Straight from the horse's mouth:

http://sigforum.com/eve/forums/a/tpc/f/430601935/m/544100549

Looks like they'll have it available here in the USA, using all of the commonly used defensive / duty calibers, so all of the .45 ACP freaks (and just to clarify, .45 ACP fans take the "freak" label as a badge of honor) should be quite happy.  

They still haven't given the official range report, though.


----------



## Cruentus (Oct 17, 2007)

Got any photos?


----------



## Blindside (Oct 17, 2007)

the G&A article:
http://www.gunsandammomag.com/ga_handguns/sigpt250_060707/

It sounds very very interesting, I love the idea of swappable bodies for different sized hands, and easily modular triggers is pretty cool too.  

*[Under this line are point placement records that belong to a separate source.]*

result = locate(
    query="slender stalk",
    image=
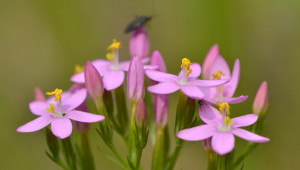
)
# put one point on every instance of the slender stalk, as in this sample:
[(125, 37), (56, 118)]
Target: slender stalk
[(211, 160), (175, 155)]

Has anyone heard of a price point on these yet?  I'm pretty invested in glocks, but I've liked the Sigs that I have shot.

Lamont


----------



## Andy Moynihan (Oct 18, 2007)

1911 man myself and always will be at this point, but if you *must* choose a double action auto, it *must* be a SIG.


----------



## Grenadier (Nov 8, 2007)

Video now available on their site:

http://www.sigsauer.com/Products/ShowCatalogProductDetails.aspx?categoryid=54&productid=183


----------